If you're using Consul for web services, I really recommend the Traefik web server: https://traefik.io
Traefik replaces Nginx: it's the reverse proxy that maps the incoming requests to your various services, which are advertising on some arbitrary localhost port.
The amazing thing is that Traefik integrates with Consul: you only need to point it to your Consul endpoint, and it can automatically publish your services! You can also do other dynamic configuration of Traefik, e.g. by publishing a service via a REST API, via Kubernetes, etc.
I've struggled for years to get Nginx configured correctly, and it's been frustrating to have no alternative. In Nginx, dynamic binding is a premium feature. In the free version, you have to rewrite the config and restart the service.

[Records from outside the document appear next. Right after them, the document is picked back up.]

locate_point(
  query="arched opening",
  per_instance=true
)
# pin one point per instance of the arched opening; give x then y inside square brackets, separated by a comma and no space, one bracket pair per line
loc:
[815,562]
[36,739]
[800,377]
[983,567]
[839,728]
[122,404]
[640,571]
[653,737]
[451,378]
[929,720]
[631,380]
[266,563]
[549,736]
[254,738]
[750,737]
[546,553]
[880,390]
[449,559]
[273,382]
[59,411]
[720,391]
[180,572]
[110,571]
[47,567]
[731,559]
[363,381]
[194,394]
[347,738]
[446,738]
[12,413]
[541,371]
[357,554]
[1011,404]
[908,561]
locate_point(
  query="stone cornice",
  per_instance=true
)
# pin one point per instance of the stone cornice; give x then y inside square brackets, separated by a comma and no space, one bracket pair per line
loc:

That's not fun if you expect services to come and go as part of your natural life-cycle.
Traefik's still pretty young. Notably, the docs are shit. But the application is well-designed, and it compiles as a single self-contained binary (as it's written in Go).

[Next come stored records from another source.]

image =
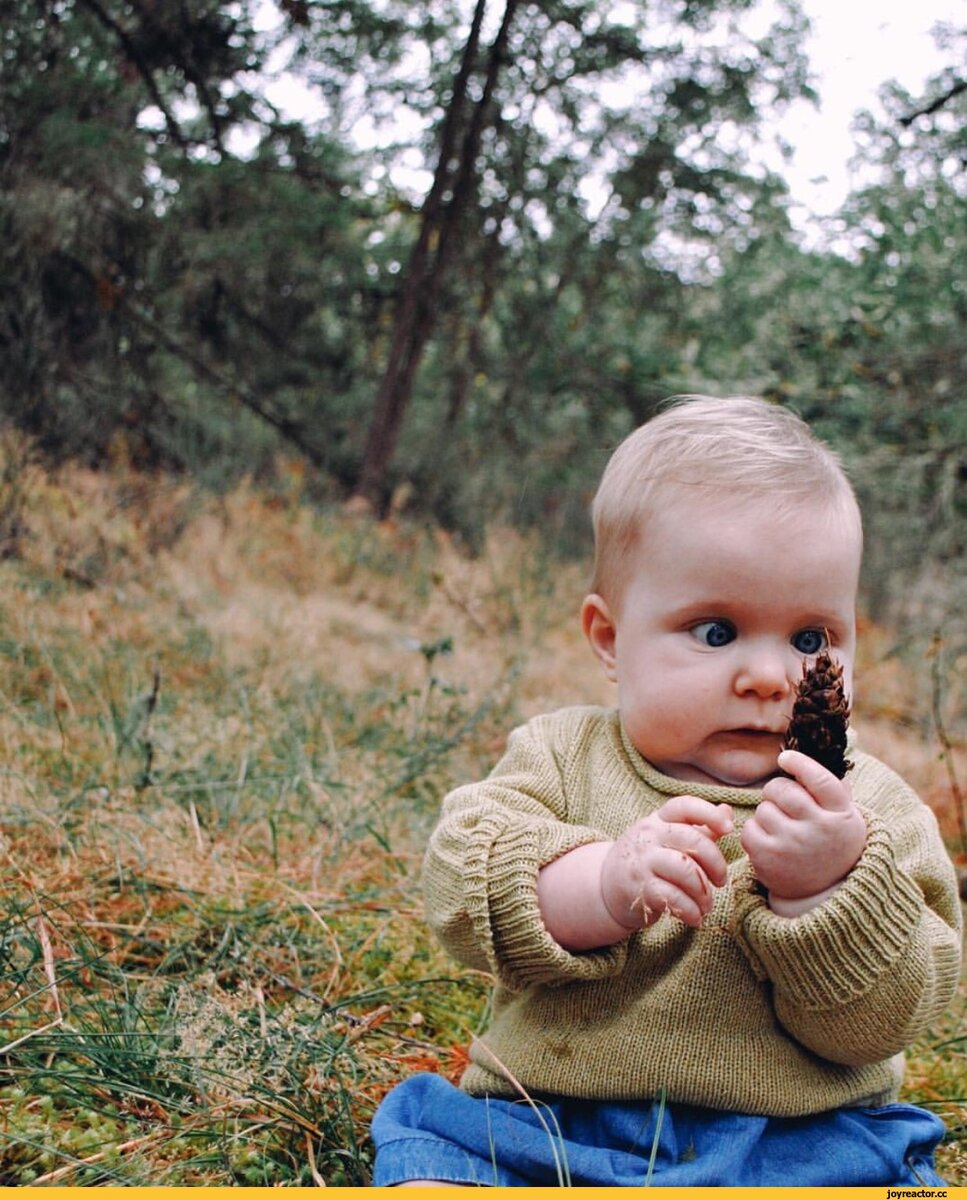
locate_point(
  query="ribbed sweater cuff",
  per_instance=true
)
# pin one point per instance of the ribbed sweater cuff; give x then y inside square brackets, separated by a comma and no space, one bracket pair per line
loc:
[502,903]
[840,949]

Traefik isn't worth the trouble. We used it in production over the course of 2 years, and it was consistently our only source of downtime due to rediculous bugs: not closing file descriptors, breaking changes, and silent failures with no log output, panic or exit even with debug logs enabled.

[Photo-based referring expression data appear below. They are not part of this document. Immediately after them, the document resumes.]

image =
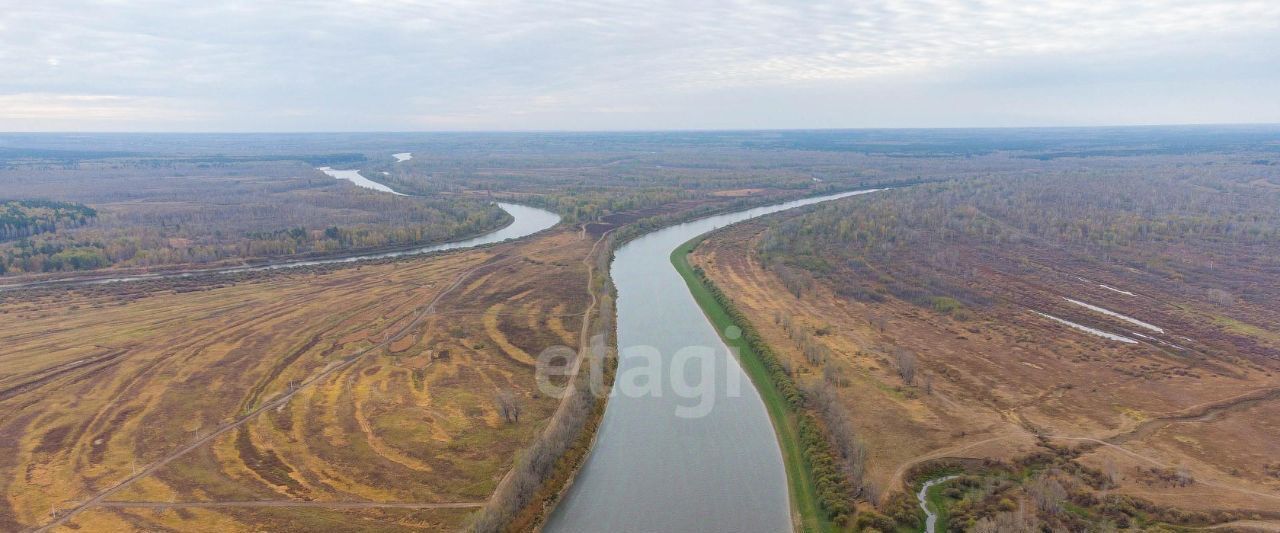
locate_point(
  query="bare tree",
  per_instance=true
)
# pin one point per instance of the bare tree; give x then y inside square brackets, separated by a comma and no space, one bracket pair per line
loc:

As you mentioned, the docs are terrible. What makes that worse are the undocumented breaking changes between each release. They don't even pretend to follow semver, so v1.5 broke v1.4, and v1.6 broke v1.5. Each update you pray that it doesn't take your whole setup down. If anything goes wrong, since nothing is documented and there's often no logs explaining what went wrong, you might be down for an extended period while you make 100 best-guess changes to the config that worked in staging, but for whatever reason isn't working in production. May the odds be ever in your favor.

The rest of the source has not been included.